Whatever the case might have been, with temperatures between 17 and 25C year round, and winding roads through the forest leading up to its summit, this is a trip to make. Needless to say the tarmac is pretty well maintained, and the surface won’t spring too many nasty surprises, mid-corner. Its is not a track though, and not a track surface either, so keep your right hand under control. With many cut hillsides, there is always a danger of landslides and stuff that fell on the road from up above. Depending on what speed you chose to negotiate the turns, it will take a little under 2 hours to reach the Gap from KL.
From KL, follow the old North South Road, Federal Road 1 out of KL in the direction of Ipoh, turn right at K Kubu Bahahru onto Federal Road 55 to the “Gap” across the Titiwangasa Range between Gunung Huku Semanguk (elevation 1394 meters) and Bkt Pokok Pine (1456 meters). In the middle is Frazer’s Hill, on of those typical but small English colonial hill stations.
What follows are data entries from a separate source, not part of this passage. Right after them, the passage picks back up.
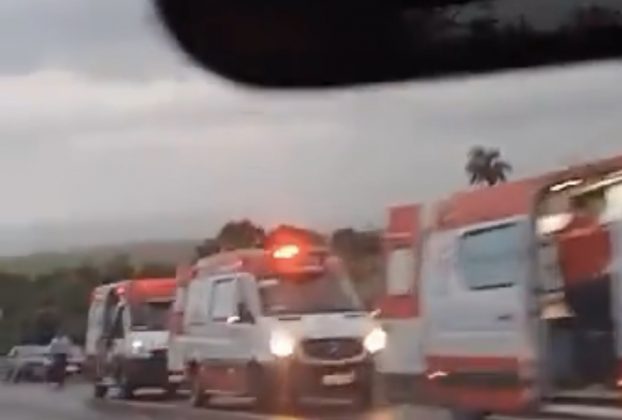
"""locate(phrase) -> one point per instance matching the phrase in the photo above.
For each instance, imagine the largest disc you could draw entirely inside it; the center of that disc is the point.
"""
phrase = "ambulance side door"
(480, 334)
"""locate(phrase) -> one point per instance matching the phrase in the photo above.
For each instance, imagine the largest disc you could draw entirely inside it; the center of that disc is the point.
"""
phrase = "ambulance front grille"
(332, 348)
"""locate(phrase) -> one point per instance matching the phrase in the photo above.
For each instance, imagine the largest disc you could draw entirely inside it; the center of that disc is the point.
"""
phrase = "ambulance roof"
(256, 261)
(483, 204)
(139, 289)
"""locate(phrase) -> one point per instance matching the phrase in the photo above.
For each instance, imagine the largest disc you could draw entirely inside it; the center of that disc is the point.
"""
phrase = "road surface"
(37, 401)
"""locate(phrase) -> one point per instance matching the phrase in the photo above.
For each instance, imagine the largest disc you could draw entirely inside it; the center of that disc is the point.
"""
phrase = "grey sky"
(103, 123)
Something the old colonials knew how to create: creature comforts, cool climates, trees, shade, birds and general relaxing atmosphere. Frazers Hill is no exception Beyond the Gap, continue east on the N55, until you reach the Federal Road 8.. As you reach this road, turn right and follow it in a southerly direction until it reaches the main East West Expressway, the E8 : Turn right onto the E8, and it will lead you back to KL, on what by itself is a memorable ride. The six lanes are a nice reprieve by then..
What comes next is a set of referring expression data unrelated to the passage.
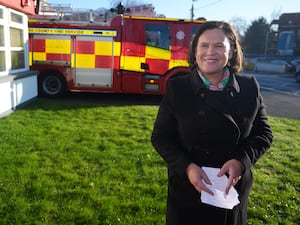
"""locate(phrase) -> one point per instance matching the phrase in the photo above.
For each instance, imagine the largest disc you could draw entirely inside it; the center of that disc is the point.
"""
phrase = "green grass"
(81, 163)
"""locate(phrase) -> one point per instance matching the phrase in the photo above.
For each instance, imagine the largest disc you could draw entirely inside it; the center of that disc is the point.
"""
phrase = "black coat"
(208, 128)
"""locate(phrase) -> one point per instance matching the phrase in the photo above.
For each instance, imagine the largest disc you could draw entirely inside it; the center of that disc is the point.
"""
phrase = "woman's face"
(212, 52)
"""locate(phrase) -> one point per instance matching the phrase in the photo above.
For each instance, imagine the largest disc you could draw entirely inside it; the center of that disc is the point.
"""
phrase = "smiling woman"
(213, 117)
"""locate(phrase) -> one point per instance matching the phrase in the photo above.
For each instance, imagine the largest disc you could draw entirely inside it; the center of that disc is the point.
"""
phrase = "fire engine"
(131, 54)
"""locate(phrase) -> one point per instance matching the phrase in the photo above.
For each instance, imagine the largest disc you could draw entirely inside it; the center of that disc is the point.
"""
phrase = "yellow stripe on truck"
(85, 61)
(156, 53)
(39, 56)
(58, 46)
(132, 63)
(176, 63)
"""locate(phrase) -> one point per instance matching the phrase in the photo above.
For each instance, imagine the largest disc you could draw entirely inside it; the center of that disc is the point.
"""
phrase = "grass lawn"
(82, 163)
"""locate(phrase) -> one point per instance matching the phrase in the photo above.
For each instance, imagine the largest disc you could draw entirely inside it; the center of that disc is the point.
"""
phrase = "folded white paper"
(219, 199)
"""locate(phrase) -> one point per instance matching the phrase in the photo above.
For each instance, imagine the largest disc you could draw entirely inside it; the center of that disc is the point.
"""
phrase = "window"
(13, 41)
(158, 35)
The road past Kuala Kubu Bahru runs along a white water river and as you reach the foot of the hills, the forest closes in, the road narrows and starts to wind nicely. It continues to do so for dozens of miles, and the turns are simply made for a middle class machine. They beg for the bike to be flicked from one side onto the next, and back and so on, etc. The first time the road levels out and widens is near the Selangor Dam. The views over the lake are a good excuse for taking a breather, and there is a little center built by the development authority that you can visit. It is is air-conditioned and provides shade. It depicts KL’s drinking water issues, and what is being done about it. It is also at pains to explain how environmental damage was mitigated and original inhabitants that found their land flooded were settled. Classical textbook stuff and well presented. Amazingly there is no coffee shop or restaurant there. An exception for Asia, if ever there was one.